The 2022 edition of Citi’s Securities Services Evolution white paper surveyed 483 firms on the role of emerging technologies in speeding up post-trade settlement to T+1 (within 24 hours) or faster.
The survey found 87% see CBDCs as a viable option for enabling quicker settlements by 2026, a 21% year-over-year increase. With moves towards T+1 underway in markets like India and Canada, CBDCs are increasingly viewed as instrumental.
“Recent cross-border multi-bank experiments are now providing detailed insights into how central bank funding can be operationalized in a digital context, both internally and across entire markets,” noted the report.
However, regulatory uncertainty, interoperability challenges, and a lack of knowledge remain obstacles to mainstream CBDC adoption over the next five years.
Of the respondents, institutional investors, banks, and asset managers have the greatest capacity to deliver market-wide CBDC solutions and infrastructure. The report envisions even faster sub-24-hour settlement timelines taking hold by 2028.

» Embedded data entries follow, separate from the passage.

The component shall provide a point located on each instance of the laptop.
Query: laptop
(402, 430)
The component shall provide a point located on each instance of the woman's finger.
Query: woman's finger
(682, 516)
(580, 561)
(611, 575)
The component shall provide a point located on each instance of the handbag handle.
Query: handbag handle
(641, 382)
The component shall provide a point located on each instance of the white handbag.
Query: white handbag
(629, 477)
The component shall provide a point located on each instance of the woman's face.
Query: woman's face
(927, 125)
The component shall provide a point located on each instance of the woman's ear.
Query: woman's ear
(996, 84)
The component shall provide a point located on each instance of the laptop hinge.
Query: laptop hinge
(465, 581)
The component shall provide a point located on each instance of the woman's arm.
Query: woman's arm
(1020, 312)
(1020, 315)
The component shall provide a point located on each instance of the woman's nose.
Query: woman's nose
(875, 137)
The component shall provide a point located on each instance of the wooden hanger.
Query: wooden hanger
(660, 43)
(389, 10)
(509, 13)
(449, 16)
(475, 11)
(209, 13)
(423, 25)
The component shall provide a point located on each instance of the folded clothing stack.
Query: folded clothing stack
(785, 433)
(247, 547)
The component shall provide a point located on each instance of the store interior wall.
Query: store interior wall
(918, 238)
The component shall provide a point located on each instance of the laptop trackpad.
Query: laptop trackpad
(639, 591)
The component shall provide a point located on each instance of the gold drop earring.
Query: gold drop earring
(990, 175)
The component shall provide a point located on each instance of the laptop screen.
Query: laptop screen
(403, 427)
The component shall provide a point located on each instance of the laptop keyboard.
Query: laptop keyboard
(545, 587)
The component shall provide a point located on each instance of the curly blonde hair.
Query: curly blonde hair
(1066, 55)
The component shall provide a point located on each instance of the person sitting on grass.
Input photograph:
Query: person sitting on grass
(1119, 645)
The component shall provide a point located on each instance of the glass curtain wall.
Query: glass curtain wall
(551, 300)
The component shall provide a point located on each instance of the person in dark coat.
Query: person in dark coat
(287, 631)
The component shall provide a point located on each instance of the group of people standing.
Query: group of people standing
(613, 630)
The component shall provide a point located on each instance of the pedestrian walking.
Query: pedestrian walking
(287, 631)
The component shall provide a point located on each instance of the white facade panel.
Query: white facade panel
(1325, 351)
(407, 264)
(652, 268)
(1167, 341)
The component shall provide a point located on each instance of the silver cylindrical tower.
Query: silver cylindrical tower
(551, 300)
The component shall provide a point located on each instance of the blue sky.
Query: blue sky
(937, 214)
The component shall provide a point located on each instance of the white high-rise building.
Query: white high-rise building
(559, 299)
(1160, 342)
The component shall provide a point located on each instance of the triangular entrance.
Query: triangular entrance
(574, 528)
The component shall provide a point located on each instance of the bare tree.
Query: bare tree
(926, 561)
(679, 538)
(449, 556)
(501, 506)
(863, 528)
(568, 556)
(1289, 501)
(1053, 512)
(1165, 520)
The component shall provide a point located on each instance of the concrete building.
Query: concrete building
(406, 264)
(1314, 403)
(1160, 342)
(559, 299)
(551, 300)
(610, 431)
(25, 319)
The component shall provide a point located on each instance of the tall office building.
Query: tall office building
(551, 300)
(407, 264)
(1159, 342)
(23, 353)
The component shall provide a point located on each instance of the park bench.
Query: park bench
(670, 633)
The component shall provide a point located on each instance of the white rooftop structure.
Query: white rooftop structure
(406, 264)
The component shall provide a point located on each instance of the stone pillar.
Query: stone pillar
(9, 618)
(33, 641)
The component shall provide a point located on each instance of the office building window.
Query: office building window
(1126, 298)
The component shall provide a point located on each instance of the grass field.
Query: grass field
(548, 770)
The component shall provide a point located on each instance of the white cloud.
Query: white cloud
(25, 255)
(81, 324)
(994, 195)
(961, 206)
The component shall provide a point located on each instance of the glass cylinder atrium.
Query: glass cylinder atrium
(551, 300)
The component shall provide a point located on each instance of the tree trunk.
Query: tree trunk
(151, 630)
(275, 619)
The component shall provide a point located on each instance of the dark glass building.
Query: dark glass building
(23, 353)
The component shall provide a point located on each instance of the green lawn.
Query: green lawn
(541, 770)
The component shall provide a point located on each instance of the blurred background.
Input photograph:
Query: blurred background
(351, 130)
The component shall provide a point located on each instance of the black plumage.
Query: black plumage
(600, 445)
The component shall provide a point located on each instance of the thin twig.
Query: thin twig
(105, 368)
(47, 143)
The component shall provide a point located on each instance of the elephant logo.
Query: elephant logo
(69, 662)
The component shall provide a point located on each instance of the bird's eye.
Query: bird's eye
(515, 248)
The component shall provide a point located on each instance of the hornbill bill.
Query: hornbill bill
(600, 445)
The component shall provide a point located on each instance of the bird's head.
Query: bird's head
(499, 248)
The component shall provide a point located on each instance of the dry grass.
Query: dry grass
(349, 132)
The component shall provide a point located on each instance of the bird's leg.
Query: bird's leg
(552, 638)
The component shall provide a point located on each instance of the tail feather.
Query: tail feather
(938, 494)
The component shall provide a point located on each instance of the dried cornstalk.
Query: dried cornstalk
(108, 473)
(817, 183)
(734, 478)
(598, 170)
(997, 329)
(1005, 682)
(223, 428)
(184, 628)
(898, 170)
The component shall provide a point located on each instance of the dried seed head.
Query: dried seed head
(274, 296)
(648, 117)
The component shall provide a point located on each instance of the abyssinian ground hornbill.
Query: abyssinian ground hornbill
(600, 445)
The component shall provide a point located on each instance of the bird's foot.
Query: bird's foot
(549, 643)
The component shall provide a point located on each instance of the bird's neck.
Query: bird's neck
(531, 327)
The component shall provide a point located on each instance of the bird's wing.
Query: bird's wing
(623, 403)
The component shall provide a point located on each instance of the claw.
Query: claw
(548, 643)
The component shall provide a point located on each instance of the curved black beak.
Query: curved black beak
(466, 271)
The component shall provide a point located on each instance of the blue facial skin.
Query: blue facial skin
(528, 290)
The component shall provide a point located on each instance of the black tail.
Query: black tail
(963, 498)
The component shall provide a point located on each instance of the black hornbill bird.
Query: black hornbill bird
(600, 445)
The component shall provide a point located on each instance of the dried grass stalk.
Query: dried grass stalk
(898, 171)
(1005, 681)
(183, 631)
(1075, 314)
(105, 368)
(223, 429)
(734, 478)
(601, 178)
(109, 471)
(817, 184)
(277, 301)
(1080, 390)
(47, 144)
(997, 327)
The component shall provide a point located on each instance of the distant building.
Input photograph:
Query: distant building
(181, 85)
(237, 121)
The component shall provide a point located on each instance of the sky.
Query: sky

“Mainstreaming of DLTs, shorter settlement cycles, digital cash-focused funding mechanisms, and the removal of core banking systems” are expected changes by 2028, according to the report.
With governments accelerating CBDC development worldwide, central bank digital money looks positioned to profoundly impact post-trade processes and risk management. Citi’s report highlights growing confidence in CBDCs’ potential among private financial firms.